What about the number of games you average in a season?
kms <- survfit(Surv(res$span, res$event) ~ res$gamBin)
summary(kms)
## Call: survfit(formula = Surv(res$span, res$event) ~ res$gamBin)
##
## res$gamBin=a
## time n.risk n.event survival std.err lower 95% CI upper 95% CI
## 1 1831 198 0.891862 0.007258 0.877751 0.90620
## 2 1633 138 0.816494 0.009046 0.798955 0.83442
## 3 1495 124 0.748771 0.010136 0.729166 0.76890
## 4 1371 127 0.679410 0.010907 0.658366 0.70113
## 5 1244 110 0.619334 0.011347 0.597488 0.64198
## 6 1134 120 0.553796 0.011617 0.531488 0.57704
## 7 1014 115 0.490989 0.011683 0.468616 0.51443
## 8 899 123 0.423812 0.011548 0.401771 0.44706
## 9 776 105 0.366466 0.011261 0.345048 0.38921
## 10 671 156 0.281267 0.010507 0.261409 0.30263
## 11 515 116 0.217914 0.009648 0.199802 0.23767
## 12 399 109 0.158383 0.008532 0.142513 0.17602
## 13 290 98 0.104861 0.007160 0.091726 0.11988
## 14 192 70 0.066630 0.005828 0.056133 0.07909
## 15 122 48 0.040415 0.004602 0.032331 0.05052
## 16 74 30 0.024031 0.003579 0.017947 0.03218
## 17 44 24 0.010923 0.002429 0.007064 0.01689
## 18 20 9 0.006008 0.001806 0.003333 0.01083
## 19 11 7 0.002185 0.001091 0.000821 0.00581
## 20 4 1 0.001638 0.000945 0.000529 0.00508
## 21 3 2 0.000546 0.000546 0.000077 0.00388
## 23 1 1 0.000000 NaN NA NA
##
## res$gamBin=b
## time n.risk n.event survival std.err lower 95% CI upper 95% CI
## 1 2133 980 0.540553 0.010790 5.20e-01 0.56212
## 2 1153 346 0.378340 0.010501 3.58e-01 0.39949
## 3 807 230 0.270511 0.009618 2.52e-01 0.29004
## 4 577 146 0.202063 0.008694 1.86e-01 0.21984
## 5 431 102 0.154243 0.007820 1.40e-01 0.17036
## 6 329 77 0.118143 0.006989 1.05e-01 0.13267
## 7 252 59 0.090483 0.006211 7.91e-02 0.10351
## 8 193 55 0.064698 0.005326 5.51e-02 0.07603
## 9 138 44 0.044069 0.004444 3.62e-02 0.05370
## 10 94 24 0.032818 0.003858 2.61e-02 0.04132
## 11 70 33 0.017346 0.002827 1.26e-02 0.02387
## 12 37 12 0.011721 0.002330 7.94e-03 0.01731
## 13 25 9 0.007501 0.001868 4.60e-03 0.01222
## 14 16 4 0.005626 0.001619 3.20e-03 0.00989
## 15 12 7 0.002344 0.001047 9.77e-04 0.00563
## 17 5 1 0.001875 0.000937 7.04e-04 0.00499
## 18 4 1 0.001406 0.000811 4.54e-04 0.00436
## 19 3 1 0.000938 0.000663 2.35e-04 0.00375
## 20 2 1 0.000469 0.000469 6.61e-05 0.00333
## 29 1 1 0.000000 NaN NA NA
plot(kms, xlab = 'Seasons', ylab = 'Survival Probability')

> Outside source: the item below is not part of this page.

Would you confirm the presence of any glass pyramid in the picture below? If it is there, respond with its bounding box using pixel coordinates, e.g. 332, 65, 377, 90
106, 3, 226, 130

This is not as surprising. If you play a lot of games in a season you can expect to have a larger chance of playing next year. But it does verify what my thoughts would have been. Plenty of times looking at data I see things I would expect to be true end up being nowhere near correct, it is usually in those times when you learn something useful as well.

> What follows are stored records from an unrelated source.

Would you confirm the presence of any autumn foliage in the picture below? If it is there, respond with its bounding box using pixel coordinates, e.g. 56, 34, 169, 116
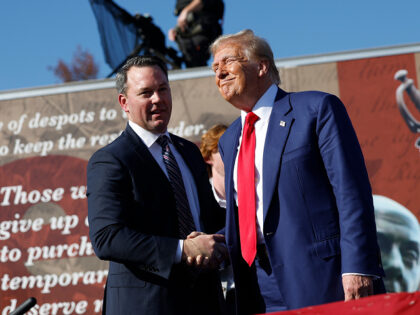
48, 46, 99, 82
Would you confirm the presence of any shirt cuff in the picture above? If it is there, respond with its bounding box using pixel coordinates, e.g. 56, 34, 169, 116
341, 272, 381, 280
175, 240, 184, 264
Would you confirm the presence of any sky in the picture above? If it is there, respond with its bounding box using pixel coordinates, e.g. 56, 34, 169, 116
0, 0, 420, 91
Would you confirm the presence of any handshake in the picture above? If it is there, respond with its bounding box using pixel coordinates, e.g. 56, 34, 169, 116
181, 232, 228, 269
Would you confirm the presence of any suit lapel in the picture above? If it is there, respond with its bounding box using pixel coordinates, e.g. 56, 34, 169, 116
125, 124, 172, 191
263, 89, 294, 222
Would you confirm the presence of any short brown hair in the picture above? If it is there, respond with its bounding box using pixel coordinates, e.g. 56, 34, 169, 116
200, 124, 227, 177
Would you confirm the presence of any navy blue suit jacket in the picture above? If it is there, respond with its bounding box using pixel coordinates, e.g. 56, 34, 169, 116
219, 89, 384, 314
87, 125, 224, 315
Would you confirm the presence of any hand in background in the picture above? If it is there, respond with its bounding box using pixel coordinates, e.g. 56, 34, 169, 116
342, 275, 373, 301
182, 232, 228, 268
168, 28, 176, 41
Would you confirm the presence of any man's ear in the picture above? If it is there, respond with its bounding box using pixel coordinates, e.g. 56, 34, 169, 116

I think this was interesting from the standpoint of NBA players but also refreshing myself to survival analysis. I want to look at points and playoffs as a next step but need some more time gather and clean data. I also want to look at two different types of outcomes in a player’s lifespan, can we see when a player is traded compared to no longer playing in general.